ARKADAŞ GRUP SEKS YAPMIYORSAN PERFORMANS SAPLANTISINA DİKKAT

Tatildeyim diye sakın performans hırsına kapılmayın..
Herhalde ne demek istediğimi anlıyorsunuz..
Eşek değilsiniz ya..

Eğer grup seks yapmıyorsanız -ki hararetle tavsiye ederim o ayrı- yatakta yarışacağınız kendinizden başka kimse yok..

Partnerinizle üç adımda atlama, uzun atlama, çubukla atlama gibi usuller varken, kendi kendinizle 4x100 yarışı yapmayın..

Sakin olun..
Sevişmek kadar tepişmek, yatakta zıplamak, enseye tokat, döte parmak atmak gibi hareketler, uzmanların da önerdiği harika şeylerdir..




BÜTÜN BUNLARA RAĞMEN YİNE DE SEVİŞEMİYORSANIZ

Ben var ya sizin taa....

Neyse..
Isabelle, 40 yaşında şahane bir kadındı..
Bana göre, kadınlığının en güzel yaşlarına girmişti; ilik gibi diyeyim de siz anlayın..
Benim motelde kalıyordu..
Sürekli kesiyordum bunu..
Bu bi ara lobide yanıma geldi, özür dileyerek direk konuya girdi, "Kocamla sorunlarım var.. Birkaç aydan beri onunla hiçbir cinsel ilişkimiz olmadı.. Önceleri, işi yüzündendir diye düşündüm.. Sonra tatile geldik buraya.. Aa ne göreyim?
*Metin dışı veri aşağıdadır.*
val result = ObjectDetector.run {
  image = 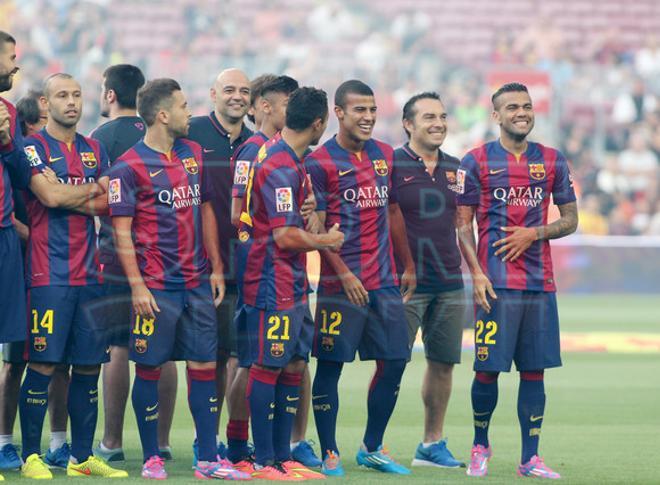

Burada da sevişemiyoruz.. O zaman anladım ki, bu iş bitmiş"

İyice yanına yaklaştım, elini tuttum, "Haklısınız güzel bayan" dedim..
"Bu durumda, ya ayrılacak, ya da başka birini bulacaksınız"

"Ya öyle mi?" diye saf saf sordu..
"Ayrılmam zor.. Bu durumda başka birini bulmalıyım"

"En doğrusunu yaparsınız" diyerek, elini öptüm..
"Şimdi size bir müjde vereceğim" diyerek kendimi işaret ettim, "O birini buldunuz bile!"

Nasıl?
Siz hala nasıl sevişecem diye, debelenin durun bakalım..


A.Ç.

OYUN OYNAMAYI ÖĞRENİN EN TEHLİKELİSİNİ BİLE OYNAYIN

Sadece evlilik değil, beraberlik de zor bir şey..
Bende her ikisi de var, bazen ne yapacağımı şaşırıyorum valla..

Bu zor durumu yürütmek için oyun oynamayı, her türlü dalavereyi bilmek lazım..
İcabında en tehlikeli oyunları oynayacaksın..
Bir kuyunun ağzına gelip, oradan içeri atlayacaksın..

Yok lan şaka! Nereye atlıyorsun..
Atlar gibi yaparak partnerinin yüreğini ağzına getireceksin..
Sonra da tutkuyla, aşkla, arzuyla sarılacaksın..
Bak o zaman neler oluyor..

Ben şimdi en iyisi, Çoban Ali'yi arayayım..
Ohh aman! Sabahlar olmasın!

Anladınız değil mi ;)

Anladıysanız, iyi tatiller..

Anlamayan salaklar için geliyor: Oğlum bak git!